Platelets and their activation status play an essential role in cancer metastasis. Therefore, the anti-metastatic potential of antiplatelet drugs has been investigated for many years. However, the initial screening of these antiplatelet drugs to determine which agents can inhibit the interactions of platelets and tumor cells is very limited due to reliance upon expensive, time-consuming, and low-throughput animal experiments for screening. In vitro models of the platelet–tumor cell interaction can be a useful tool to rapidly screen multiple antiplatelet drugs and compare their ability to disrupt platelet–tumor cell interactions, while also identifying optimal concentrations to move forward for in vivo validation. Hence, we adopted methods used in platelet activation research to isolate and label platelets before mixing them with tumor cells (MDA-MB-231-RFP cells) in vitro in a static co-culture model. Platelets were isolated from other blood components by centrifugation, followed by fluorescent labeling using the dye CMFDA (CellTrackerTM Green). Labeling platelets allows microscopic observation of the introduced platelets with tumor cells grown in cell culture dishes. These methods have facilitated the study of platelet–tumor cell interactions in tissue culture. Here, we provide details of the methods we have used for platelet isolation from humans and mice and their staining for further interaction with tumor cells by microscopy and plate reader–based quantification. Moreover, we show the utility of this assay by demonstrating decreased platelet–tumor cell interactions in the presence of the T-Prostanoid receptor (TPr) inhibitor ifetroban. The methods described here will aid in the rapid discovery of antiplatelet agents, which have potential as anti-metastatic agents as well.
Key features
• Analysis of platelet–tumor cell binding dynamics.

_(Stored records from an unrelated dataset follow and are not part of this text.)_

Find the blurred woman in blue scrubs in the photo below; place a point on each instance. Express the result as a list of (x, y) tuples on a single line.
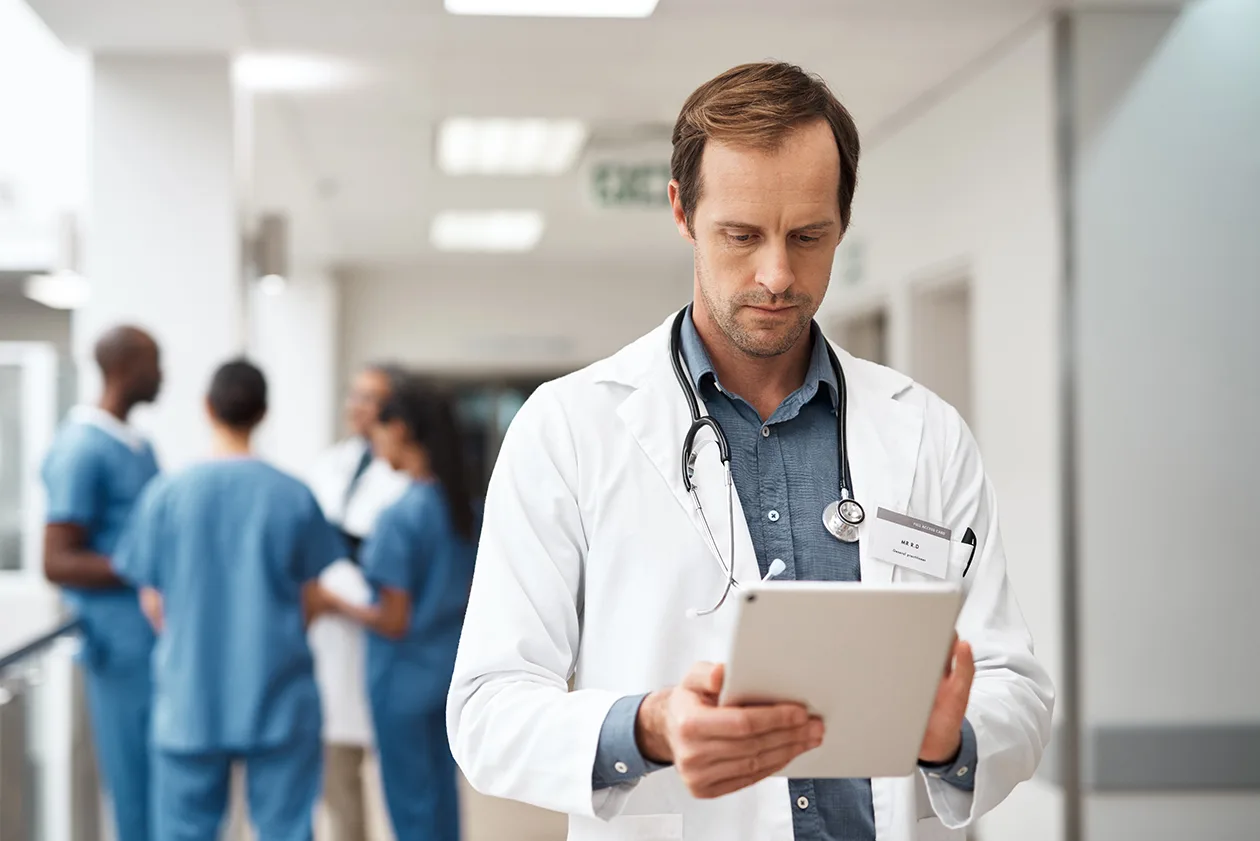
[(226, 555), (420, 565)]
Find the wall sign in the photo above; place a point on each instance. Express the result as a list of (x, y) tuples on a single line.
[(620, 184)]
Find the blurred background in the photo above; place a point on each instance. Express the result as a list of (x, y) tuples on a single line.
[(1056, 227)]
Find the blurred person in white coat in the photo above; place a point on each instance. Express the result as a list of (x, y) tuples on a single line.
[(353, 487)]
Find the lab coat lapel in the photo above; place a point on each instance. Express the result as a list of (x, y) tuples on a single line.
[(657, 415), (883, 449)]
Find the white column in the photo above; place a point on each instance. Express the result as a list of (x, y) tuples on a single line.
[(163, 246)]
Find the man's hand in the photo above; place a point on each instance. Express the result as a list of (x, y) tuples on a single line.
[(717, 749), (151, 605), (944, 736)]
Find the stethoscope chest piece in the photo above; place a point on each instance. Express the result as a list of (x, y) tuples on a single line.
[(842, 518)]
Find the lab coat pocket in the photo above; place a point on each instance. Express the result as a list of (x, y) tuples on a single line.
[(962, 562), (645, 827), (930, 829)]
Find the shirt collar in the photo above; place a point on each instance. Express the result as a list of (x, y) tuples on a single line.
[(122, 433), (701, 366)]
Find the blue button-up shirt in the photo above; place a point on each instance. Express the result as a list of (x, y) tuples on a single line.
[(786, 472)]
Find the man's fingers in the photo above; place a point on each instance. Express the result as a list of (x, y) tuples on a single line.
[(964, 663), (744, 721), (733, 774), (704, 678), (713, 752)]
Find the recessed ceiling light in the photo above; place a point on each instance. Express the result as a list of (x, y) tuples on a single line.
[(280, 73), (502, 146), (493, 231), (58, 290), (553, 8)]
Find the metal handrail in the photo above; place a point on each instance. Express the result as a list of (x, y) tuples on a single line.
[(38, 643)]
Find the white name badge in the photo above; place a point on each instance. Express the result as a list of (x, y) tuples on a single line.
[(914, 544)]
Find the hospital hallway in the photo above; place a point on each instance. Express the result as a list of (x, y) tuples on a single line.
[(439, 378)]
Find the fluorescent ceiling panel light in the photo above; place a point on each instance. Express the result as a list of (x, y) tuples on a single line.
[(285, 73), (502, 146), (492, 231), (59, 290), (553, 8)]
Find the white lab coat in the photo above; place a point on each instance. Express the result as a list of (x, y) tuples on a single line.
[(591, 554), (337, 643)]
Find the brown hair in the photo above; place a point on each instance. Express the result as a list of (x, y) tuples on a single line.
[(757, 105)]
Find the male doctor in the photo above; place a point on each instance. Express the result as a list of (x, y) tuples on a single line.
[(594, 559), (353, 487)]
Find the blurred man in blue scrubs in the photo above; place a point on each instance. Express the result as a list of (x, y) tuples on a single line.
[(224, 554), (97, 468), (418, 561)]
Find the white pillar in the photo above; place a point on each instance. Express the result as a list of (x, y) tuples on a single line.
[(163, 246)]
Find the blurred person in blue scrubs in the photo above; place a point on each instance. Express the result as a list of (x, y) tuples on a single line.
[(418, 561), (226, 555), (353, 487), (93, 474)]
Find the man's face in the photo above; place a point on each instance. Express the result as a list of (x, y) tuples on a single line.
[(766, 227), (368, 394)]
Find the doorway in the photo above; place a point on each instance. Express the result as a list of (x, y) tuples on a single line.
[(941, 342)]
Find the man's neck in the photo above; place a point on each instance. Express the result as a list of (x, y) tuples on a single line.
[(115, 404), (229, 443), (765, 382)]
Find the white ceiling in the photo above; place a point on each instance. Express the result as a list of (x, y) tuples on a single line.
[(367, 151)]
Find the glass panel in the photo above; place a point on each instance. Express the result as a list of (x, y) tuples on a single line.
[(11, 503)]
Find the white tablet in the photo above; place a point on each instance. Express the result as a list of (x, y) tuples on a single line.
[(867, 658)]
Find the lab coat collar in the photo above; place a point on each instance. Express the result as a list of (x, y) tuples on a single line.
[(883, 439), (119, 430)]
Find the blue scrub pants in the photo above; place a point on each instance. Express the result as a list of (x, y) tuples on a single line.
[(119, 701), (190, 791), (417, 772)]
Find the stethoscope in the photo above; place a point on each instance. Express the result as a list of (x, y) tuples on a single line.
[(841, 517)]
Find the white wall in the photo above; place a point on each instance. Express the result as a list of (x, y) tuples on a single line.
[(164, 238), (1167, 212), (43, 136), (968, 188), (503, 314), (294, 341)]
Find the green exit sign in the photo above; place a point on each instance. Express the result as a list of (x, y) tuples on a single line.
[(618, 184)]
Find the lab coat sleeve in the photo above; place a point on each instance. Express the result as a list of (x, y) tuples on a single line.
[(514, 728), (1012, 697)]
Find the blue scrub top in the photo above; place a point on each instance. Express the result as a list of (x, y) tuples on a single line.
[(416, 549), (229, 545), (93, 479)]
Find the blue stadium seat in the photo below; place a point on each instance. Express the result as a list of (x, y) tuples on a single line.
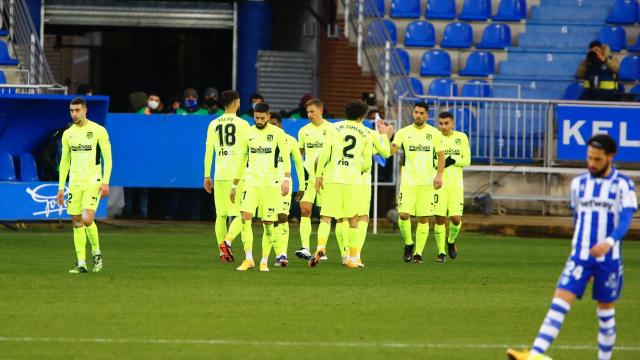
[(376, 34), (405, 8), (630, 68), (420, 33), (5, 58), (443, 87), (614, 36), (435, 63), (476, 88), (373, 8), (457, 35), (511, 10), (28, 169), (623, 12), (398, 62), (441, 9), (495, 36), (573, 92), (7, 169), (401, 88), (635, 47), (479, 63), (475, 10)]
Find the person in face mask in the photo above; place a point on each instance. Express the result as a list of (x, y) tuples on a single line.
[(211, 102), (154, 106), (190, 104), (254, 100)]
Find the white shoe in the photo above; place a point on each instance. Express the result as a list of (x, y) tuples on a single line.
[(303, 253)]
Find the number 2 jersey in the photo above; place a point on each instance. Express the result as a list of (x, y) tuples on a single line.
[(223, 136), (347, 153)]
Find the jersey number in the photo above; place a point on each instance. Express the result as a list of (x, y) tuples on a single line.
[(352, 143), (229, 137)]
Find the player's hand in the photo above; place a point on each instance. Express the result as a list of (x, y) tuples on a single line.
[(319, 184), (60, 197), (600, 249), (437, 182), (207, 184), (285, 187), (104, 190)]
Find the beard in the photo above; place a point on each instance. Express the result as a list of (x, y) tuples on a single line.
[(600, 172)]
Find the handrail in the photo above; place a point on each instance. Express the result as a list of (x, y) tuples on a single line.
[(25, 41)]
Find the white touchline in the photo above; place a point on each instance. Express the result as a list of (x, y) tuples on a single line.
[(296, 343)]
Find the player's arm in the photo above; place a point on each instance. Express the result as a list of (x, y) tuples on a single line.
[(438, 148), (243, 156), (65, 164), (105, 147), (299, 166), (209, 150), (629, 206), (465, 153), (286, 158)]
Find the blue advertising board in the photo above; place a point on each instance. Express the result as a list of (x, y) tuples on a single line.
[(578, 123), (36, 201)]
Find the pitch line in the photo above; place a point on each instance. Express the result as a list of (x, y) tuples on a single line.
[(393, 345)]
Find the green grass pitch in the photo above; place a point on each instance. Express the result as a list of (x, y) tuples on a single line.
[(164, 295)]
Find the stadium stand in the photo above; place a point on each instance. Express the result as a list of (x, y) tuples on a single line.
[(420, 34)]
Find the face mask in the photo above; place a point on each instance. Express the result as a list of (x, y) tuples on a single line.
[(191, 103), (210, 102)]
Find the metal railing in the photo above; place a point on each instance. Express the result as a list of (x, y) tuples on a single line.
[(25, 41), (33, 89), (376, 48)]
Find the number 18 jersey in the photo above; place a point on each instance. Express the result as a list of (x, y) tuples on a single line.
[(223, 136)]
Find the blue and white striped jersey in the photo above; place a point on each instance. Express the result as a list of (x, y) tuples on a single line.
[(597, 203)]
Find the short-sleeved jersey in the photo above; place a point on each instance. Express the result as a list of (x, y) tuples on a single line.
[(311, 138), (83, 147), (381, 146), (347, 155), (292, 143), (261, 150), (597, 203), (419, 147), (223, 136), (455, 145)]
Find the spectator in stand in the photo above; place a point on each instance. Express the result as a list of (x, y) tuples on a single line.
[(190, 104), (211, 102), (153, 105), (253, 100), (599, 70)]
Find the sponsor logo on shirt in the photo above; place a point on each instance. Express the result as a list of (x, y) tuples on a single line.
[(81, 147), (419, 148)]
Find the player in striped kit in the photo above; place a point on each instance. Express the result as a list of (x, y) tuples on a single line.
[(603, 201)]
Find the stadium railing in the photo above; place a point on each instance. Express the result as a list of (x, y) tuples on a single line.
[(25, 41)]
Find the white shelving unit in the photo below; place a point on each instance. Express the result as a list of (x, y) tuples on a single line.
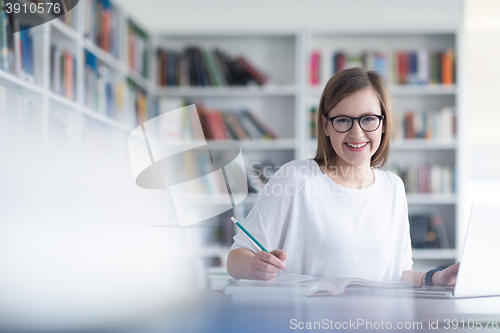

• In vitro methods developed for measuring platelet–tumor cell binding to enable rapid testing of antiplatelet and other compounds.
• Complementary analysis of platelet–tumor cell binding by imaging and fluorimetry-based readings.
• Representative results screening the effect of the antiplatelet drug, ifetroban, on platelet–tumor cell binding using the protocol.
• Validation results were presented with both a TPr agonist and ifetroban (antagonist).
Graphical overview
Representative overview of the process to isolate and label platelets, incubate platelets and tumor cells in the presence of antiplatelet agents, and image and/or quantify platelet–tumor cell interactions.